Tutto questo mi riporta al 1974. Credo, o il 1974 o il 1975. Avevo sei o sette anni. Cortina. A me fu offerta la stessa esperienza. E mi misi ai piedi un paio di sci. Dopo qualche metro li ricordo incrociarsi davanti a me, e sento ancora il mio corpo cadere in avanti ma rimanere sospeso per l’incastro degli scarponi e degli sci stessi. Tutto il peso sul mio ginocchio sinistro.
Più che il male fu lo choc di capire per la prima volta che cosa significasse una situazione senza uscita. O ti aiuta qualcuno o te ne stai lì in attesa di decesso, vittima degli scarponi e degli sci che ti sei liberamente messo tu e che ora ti paralizzano: c’è da fare anni di analisi per uscirne.
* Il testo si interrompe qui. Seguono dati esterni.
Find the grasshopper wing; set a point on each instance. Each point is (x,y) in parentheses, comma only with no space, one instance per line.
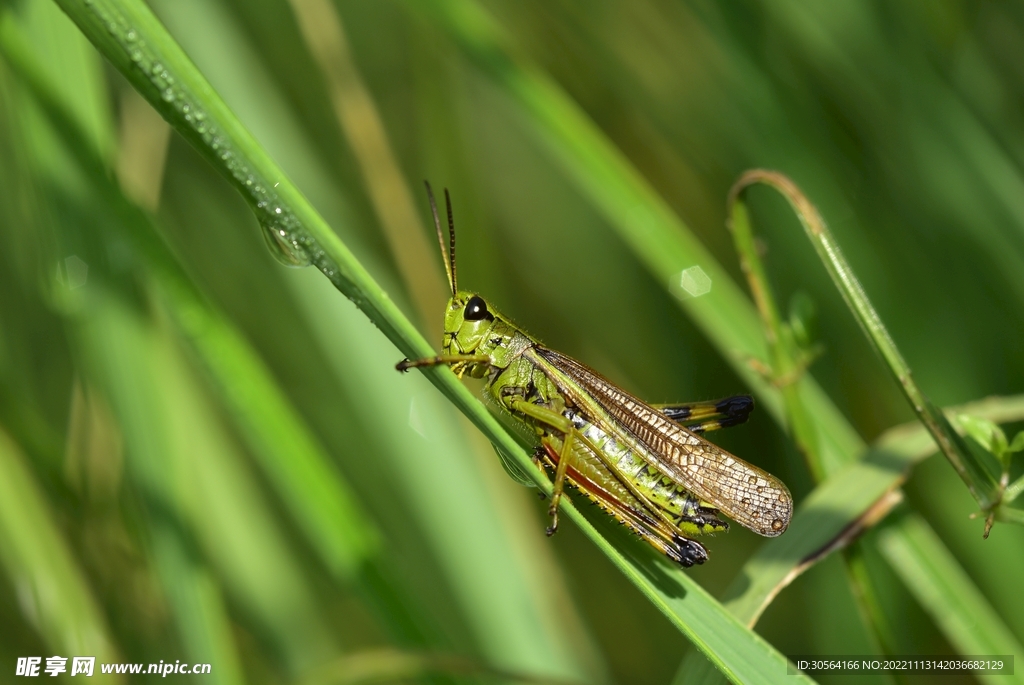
(745,494)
Di sera fui visitato da una giovane infermiera. Una ragazza dolcissima, che mi prescrisse qualche giorno di riposo per il ginocchio. Credo da allora di non aver mai più messo gli sci. Sto ancora rispettando il riposo del ginocchio. L’infermiera si chiamava Emanuela. Credo facesse più finta di guardare il mio ginocchio, anche se ricordo che lo accarezzava e che sorrideva, dando importanza “da malato vero” a quel bambino.
Qualche anno dopo sapevo pescare meglio, ero autonomo sugli scogli, mi cambiavo ami esche e piombi da solo. E nessuno mi avrebbe mai più riportato in montagna nemmeno con il pensiero. Ma la sera del 3 settembre 1982 Emanuela tornò nella mia vita, e in quella di tutti gli italiani. Sì… era lei.
“Il 3 settembre 1982, verso le ore 21.00 circa nella via Isidoro Carini, il nuovo Prefetto di Palermo, DALLA CHIESA Carlo Alberto che procedeva a bordo di una autovettura A 112, alla cui guida si trovava la moglie SETTI CARRARO Emanuela, nonché l’agente della Polizia di Stato, RUSSO Domenico che, scortando il Prefetto, conduceva un’autovettura Alfetta, venivano attaccati ed “investiti -per dirla col Giudice della Corte di Assise di Palermo del primo maxi processo- da una pioggia di piombo che cagionava la morte dei tre maciullandone ferocemente e svisandone quasi del tutto i lineamenti del viso”. (Dalla sentenza del 2/3/2002 della Corte di Assise di Palermo)
Tra poco tornerò in montagna. E mi ricorderò di lei.